Karl Denninger, who is the author of the Market-Ticker, had some very sobering words about the Federal Budget over the next ten years. (Please read his last paragraph.)
“Last year Medicare and Medicaid had an unbridled explosion in expense, as I've documented previously and which is a continuing pattern, not a one-year or two-year aberration. This year, thus far through May, it has continued with the two programs up 8.93% in spending against this time last year. And no, it's not just about people getting older; Medicaid block grants are up 5.5% this year so far.
Let me remind you that federal receipts (income to the government, which the rest of us call "taxes") this year are up only 1.68%.
That's a growth rate of spending on these two programs that is 5.3x that of tax receipts.

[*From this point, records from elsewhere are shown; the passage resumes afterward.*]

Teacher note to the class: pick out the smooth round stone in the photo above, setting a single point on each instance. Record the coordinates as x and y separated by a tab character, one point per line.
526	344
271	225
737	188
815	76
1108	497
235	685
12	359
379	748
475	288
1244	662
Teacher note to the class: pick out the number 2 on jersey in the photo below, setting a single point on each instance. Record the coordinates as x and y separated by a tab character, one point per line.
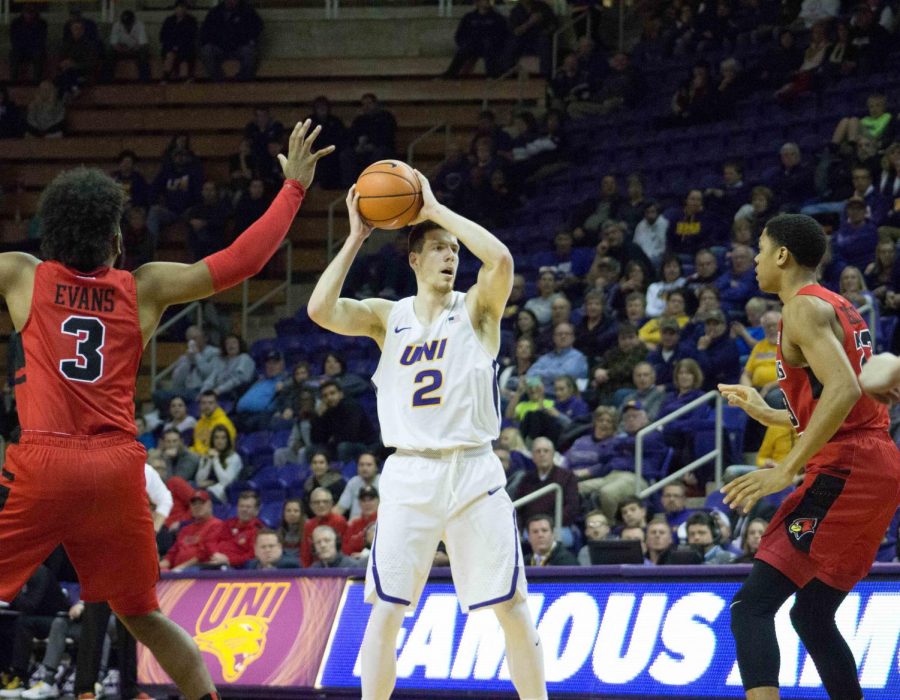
90	334
431	379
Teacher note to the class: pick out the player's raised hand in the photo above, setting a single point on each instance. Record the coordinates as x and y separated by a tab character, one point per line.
429	202
745	397
300	162
359	228
746	490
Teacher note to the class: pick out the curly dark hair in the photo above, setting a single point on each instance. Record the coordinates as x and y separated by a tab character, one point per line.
79	214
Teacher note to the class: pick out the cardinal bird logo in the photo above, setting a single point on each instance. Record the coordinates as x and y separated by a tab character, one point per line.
803	526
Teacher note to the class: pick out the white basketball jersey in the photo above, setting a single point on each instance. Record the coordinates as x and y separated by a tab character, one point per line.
437	386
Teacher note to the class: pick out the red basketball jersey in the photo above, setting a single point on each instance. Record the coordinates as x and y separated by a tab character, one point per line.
82	348
802	388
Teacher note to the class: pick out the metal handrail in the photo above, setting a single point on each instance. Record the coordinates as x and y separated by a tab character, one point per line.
411	149
715	454
154	376
247	308
540	493
571	24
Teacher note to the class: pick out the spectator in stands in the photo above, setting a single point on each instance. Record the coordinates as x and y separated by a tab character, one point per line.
793	180
588	217
46	115
180	461
367	476
38	604
717	353
290	531
372	137
691	229
328	170
231	29
750	540
856	238
268	552
262	130
79	59
531	27
596	529
179	419
514	374
321	502
128	42
136	188
237	545
650	233
194	542
28	43
596	332
355	537
178	41
621	87
234	370
256	406
545	549
342	425
12	121
703	535
478	35
564	359
327	546
220	466
211	416
546	472
667	353
191	370
674	497
177	187
645	391
659	540
676	302
738	285
323	476
672	278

These two programs are 32.5% of the total expenditures of the government thus far this year; 1/3rd, almost exactly. Social Security increased 3.2% over last year; and while that exceeds the tax revenue increases as well it is not Social Security that will blow up the government and the economy, it is the medical scam system.
Folks, at a nearly 9% rate of increase (last year's full-year increase was 9.25%, or statistically identical) within the next four to five years the federal budget will collapse.
It will collapse because Medicare and Medicaid will grow to require $1,830 billion ($1.8 trillion) or an increase of more than $500 billion annually within the next four years while tax receipts will only accelerate at present rates by less than half that amount. Social Security will consume a huge chunk of that revenue acceleration all on its own.
This will blow a roughly $400 billion and exponentially accelerating deficit hole in the budget; a 10 year projection will show that hole to be not a $400 billion deficit hole but closer to $2 trillion annually.
That is, within 10 years Medicare and Medicaid will require more than $3 trillion annually out of $3.8 trillion in projected federal revenue. Adding in Social Security will exceed all federal revenue. There is no possible way to fiscally survive this event and within the next President's term it will be evident to everyone in the market for both government and private securities along with all business executives that this outcome is inevitable.”